1 Orlando Fals Borda, Mompox y Loba (1979); El Presidente Nieto (1981); Resistencia en el San Jorge (1984); Retorno a la tierra (1986).
2 Cabría decir que no son pocos los momentos en los que esta distinción en el tono de los canales se hace más bien difusa y el canal B, que estaría ocupándose de la descripción de conceptos y metodologías, adquiere el carácter narrativo «desenfadado« del canal A.

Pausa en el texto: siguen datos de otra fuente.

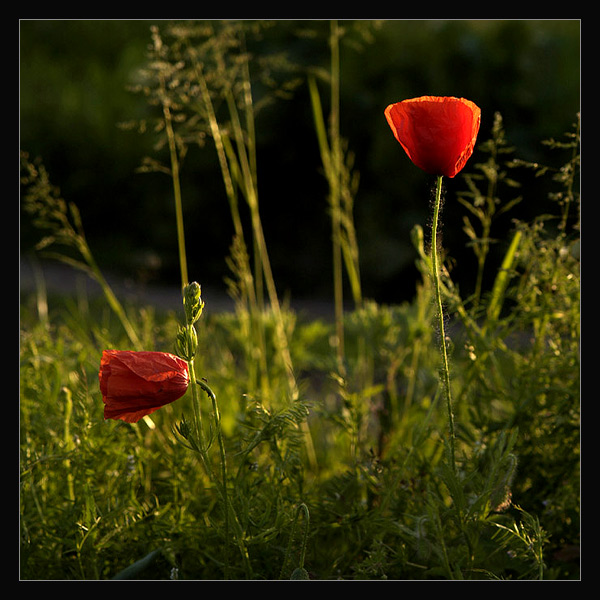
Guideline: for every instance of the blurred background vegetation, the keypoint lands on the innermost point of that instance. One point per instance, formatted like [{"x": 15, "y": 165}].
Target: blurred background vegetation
[{"x": 74, "y": 78}]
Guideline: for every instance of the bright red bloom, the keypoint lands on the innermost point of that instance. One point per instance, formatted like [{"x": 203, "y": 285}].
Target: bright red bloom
[
  {"x": 135, "y": 384},
  {"x": 437, "y": 132}
]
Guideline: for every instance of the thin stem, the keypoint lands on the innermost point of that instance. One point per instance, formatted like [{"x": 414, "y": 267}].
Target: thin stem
[
  {"x": 176, "y": 189},
  {"x": 445, "y": 371},
  {"x": 335, "y": 190},
  {"x": 217, "y": 418}
]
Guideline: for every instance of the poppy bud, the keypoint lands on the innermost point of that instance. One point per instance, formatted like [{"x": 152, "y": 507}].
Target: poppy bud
[
  {"x": 192, "y": 302},
  {"x": 135, "y": 384},
  {"x": 437, "y": 133}
]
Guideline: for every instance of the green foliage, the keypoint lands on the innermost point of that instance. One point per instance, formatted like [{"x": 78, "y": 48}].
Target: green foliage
[{"x": 339, "y": 469}]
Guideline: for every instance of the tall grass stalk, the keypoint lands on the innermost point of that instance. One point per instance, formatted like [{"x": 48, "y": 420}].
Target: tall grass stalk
[{"x": 341, "y": 182}]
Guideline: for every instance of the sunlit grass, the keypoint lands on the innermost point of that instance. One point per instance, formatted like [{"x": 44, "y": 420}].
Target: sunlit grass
[{"x": 335, "y": 456}]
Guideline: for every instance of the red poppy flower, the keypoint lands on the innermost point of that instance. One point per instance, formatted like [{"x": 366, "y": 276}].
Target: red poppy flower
[
  {"x": 135, "y": 384},
  {"x": 437, "y": 132}
]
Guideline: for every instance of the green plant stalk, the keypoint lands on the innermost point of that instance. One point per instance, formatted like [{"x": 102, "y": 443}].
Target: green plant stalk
[
  {"x": 176, "y": 189},
  {"x": 445, "y": 370},
  {"x": 334, "y": 182},
  {"x": 301, "y": 508},
  {"x": 217, "y": 419}
]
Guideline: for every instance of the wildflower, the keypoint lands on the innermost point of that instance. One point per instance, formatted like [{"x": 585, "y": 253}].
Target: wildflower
[
  {"x": 438, "y": 133},
  {"x": 135, "y": 384}
]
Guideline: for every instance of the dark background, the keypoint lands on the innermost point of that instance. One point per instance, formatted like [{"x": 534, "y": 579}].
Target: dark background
[{"x": 73, "y": 95}]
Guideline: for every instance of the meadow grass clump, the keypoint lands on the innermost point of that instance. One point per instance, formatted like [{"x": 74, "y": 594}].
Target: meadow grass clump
[{"x": 295, "y": 457}]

3 Sobre el concepto ya institucionalizado de Macondo ha corrido mucha tinta. La publicación de la saga macondiana de los Buendía en Cien años de Soledad (1967) nutriría la imagen de una realidad americana más allá de la razón que ya había sido propuesta por Alejo Carpentier en su famoso artículo «De lo real maravilloso» (1967). Aunque el realismo mágico ha sido utilizado para calificar toda una tradición de expresiones del «sur mundial», que van del Chile de Isabel Allende a la India de Salman Rushdie, el Macondo Garcia Marquiano parece originarse y señalar, conscientemente, a algún punto del Caribe Colombiano. Fals Borda, al comparar a Jegua con Macondo, repite el gesto, y se inscribe, él mismo, como intelectual del Caribe, en esa tradición. En una lista de referencias del tercer tomo, Fals sugiere algunos de esos textos literarios y de no ficción con los que dialogó para contar su Historia. En Chimá nace un santo, el loriqueño Manuel Zapata Olivella recrea el culto de los feligreses de un pueblo de la costa a un tullido al que intentaron, incluso, canonizar. En los Textos costeños, la recopilación que hace Jacques Gilard de las columnas que publicó García Márquez cuando era periodista en Cartagena y Barranquilla, es posible rastrear algunos de los reportajes sobre brujerías o espantos en pueblos del Caribe que le ayudaron a García Márquez para su imagen de Macondo, y a los que Fals Borda debió volver para comparar las historias que los campesinos de Jegua le contaron. Tanto Zapata Olivella como García Márquez aparecen en la lista de Fals.